A friend of the family is an HVAC/Electrical Contractor :blink:


----------



## MechanicalDVR (Jun 23, 2007)

Celtic said:


> A friend of the family is an HVAC/Electrical Contractor :blink:


A better combination, do to the fact @95% of HVAC service is electrical.


----------



## Celtic (May 23, 2007)

MechanicalDVR said:


> A better combination, do to the fact @95% of HVAC service is electrical.



Then why does he sub me the electrical end 
LOL


----------



## mahlere (Aug 6, 2006)

Celtic said:


> Then why does he sub me the electrical end
> LOL


because it's cheaper to sub it to you than do it himself? he charges more? you don't charge enough? he wants sub-par electrical work? 

I don't know, why?:laughing:


----------



## MechanicalDVR (Jun 23, 2007)

I D K, is he more of a tin knocker???


----------



## Celtic (May 23, 2007)

mahlere said:


> he wants sub-par electrical work?


You know it!

(Jackass LMAO)


----------



## Celtic (May 23, 2007)

MechanicalDVR said:


> I D K, is he more of a tin knocker???


No, he's an EC..also has his EI credentials (but does not actively do inspections).


----------



## mahlere (Aug 6, 2006)

seriously, depends on how large he is (company wise)
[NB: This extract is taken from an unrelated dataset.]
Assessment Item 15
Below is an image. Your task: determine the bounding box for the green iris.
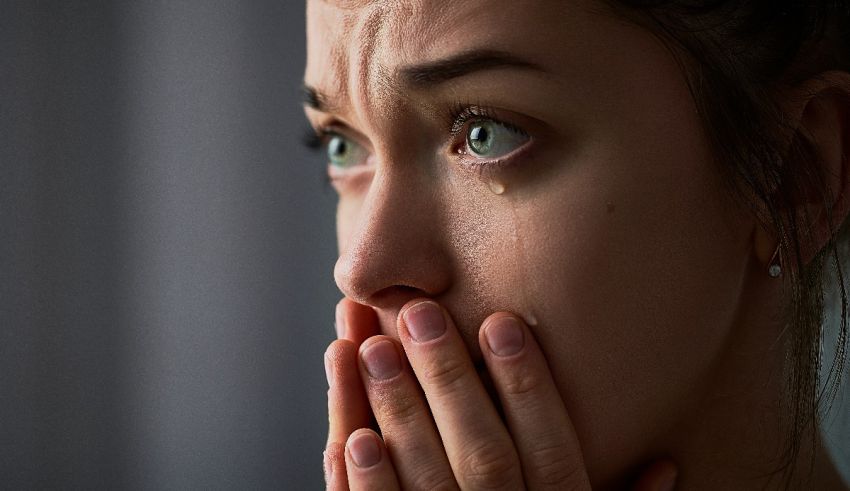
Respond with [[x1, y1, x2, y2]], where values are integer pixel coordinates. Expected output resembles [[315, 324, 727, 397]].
[[328, 135, 366, 169], [466, 120, 528, 159]]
I know that HVAC is way above and beyond us in terms of making money. They regularly get $5k + to swap out a condensor..$1500 in material and 4 hrs labor...
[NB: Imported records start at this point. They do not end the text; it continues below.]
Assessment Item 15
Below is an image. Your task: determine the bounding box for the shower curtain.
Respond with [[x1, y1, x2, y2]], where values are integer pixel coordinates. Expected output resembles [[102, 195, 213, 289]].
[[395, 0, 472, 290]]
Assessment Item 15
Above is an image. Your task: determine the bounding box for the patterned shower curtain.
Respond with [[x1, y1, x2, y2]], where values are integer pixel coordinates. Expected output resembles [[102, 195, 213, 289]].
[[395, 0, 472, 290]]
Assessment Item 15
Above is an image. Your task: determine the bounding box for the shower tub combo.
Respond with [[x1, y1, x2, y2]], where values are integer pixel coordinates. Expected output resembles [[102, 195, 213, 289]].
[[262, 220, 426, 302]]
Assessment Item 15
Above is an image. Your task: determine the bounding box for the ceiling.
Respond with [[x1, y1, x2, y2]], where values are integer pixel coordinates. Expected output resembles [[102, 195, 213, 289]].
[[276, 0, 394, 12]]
we do service changes for $1500....$500 material and 10 hrs labor...go figure.

he probably makes way more off his HVAC side to be bothered wasting his time doing electrical anymore.


----------



## Celtic (May 23, 2007)

That's possible...but as a one man shop ~ just how much can he make? (Don't dazzle me with numbers).

IMHO, as I've said to him on numerous occasions, HIRE SOME MEN. He won't..in his words "They all suck" LOL.... Now if he spent some time to train the guys as to what he expects..or gets a greener than green apprentice that isn't a pot fiend ...I might not laugh at his reply 




mahlere said:


> we do service changes for $1500....$500 material and 10 hrs labor...go figure.
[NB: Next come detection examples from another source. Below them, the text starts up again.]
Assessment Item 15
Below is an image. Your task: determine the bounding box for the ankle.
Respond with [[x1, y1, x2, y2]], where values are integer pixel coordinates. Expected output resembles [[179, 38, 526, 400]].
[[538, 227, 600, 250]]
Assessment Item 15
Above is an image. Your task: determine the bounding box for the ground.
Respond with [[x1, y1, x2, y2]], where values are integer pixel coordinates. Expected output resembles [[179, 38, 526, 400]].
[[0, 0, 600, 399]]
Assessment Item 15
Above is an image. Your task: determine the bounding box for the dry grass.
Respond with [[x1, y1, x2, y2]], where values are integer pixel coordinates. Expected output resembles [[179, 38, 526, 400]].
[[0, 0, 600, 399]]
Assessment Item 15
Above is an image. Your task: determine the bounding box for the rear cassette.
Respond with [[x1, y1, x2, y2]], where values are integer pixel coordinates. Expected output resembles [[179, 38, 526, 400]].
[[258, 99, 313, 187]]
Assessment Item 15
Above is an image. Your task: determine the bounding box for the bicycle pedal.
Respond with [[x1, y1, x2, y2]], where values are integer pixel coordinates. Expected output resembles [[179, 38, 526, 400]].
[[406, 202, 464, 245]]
Don't bull**** me :laughing:


----------



## mahlere (Aug 6, 2006)

Celtic said:


> That's possible...but as a one man shop ~ just how much can he make? (Don't dazzle me with numbers).
> 
> IMHO, as I've said to him on numerous occasions, HIRE SOME MEN. He won't..in his words "They all suck" LOL.... Now if he spent some time to train the guys as to what he expects..or gets a greener than green apprentice that isn't a pot fiend ...I might not laugh at his reply
> 
> ...


well, as a one man shop, I can definitely see him subbing out the electric. concentrate on what makes the most money...it ain't electrical...

as for the services...I was speaking for the industry as a whole...:whistling


----------



## MechanicalDVR (Jun 23, 2007)

mahlere said:


> seriously, depends on how large he is (company wise)
> 
> I know that HVAC is way above and beyond us in terms of making money. They regularly get $5k + to swap out a condensor..$1500 in material and 4 hrs labor...
> 
> ...


 
I must be doing something wrong, I have never seen a $1500 condenser change out go for $5000.


----------



## Celtic (May 23, 2007)

MechanicalDVR said:


> I must be doing something wrong, I have never seen a $1500 condenser change out go for $5000.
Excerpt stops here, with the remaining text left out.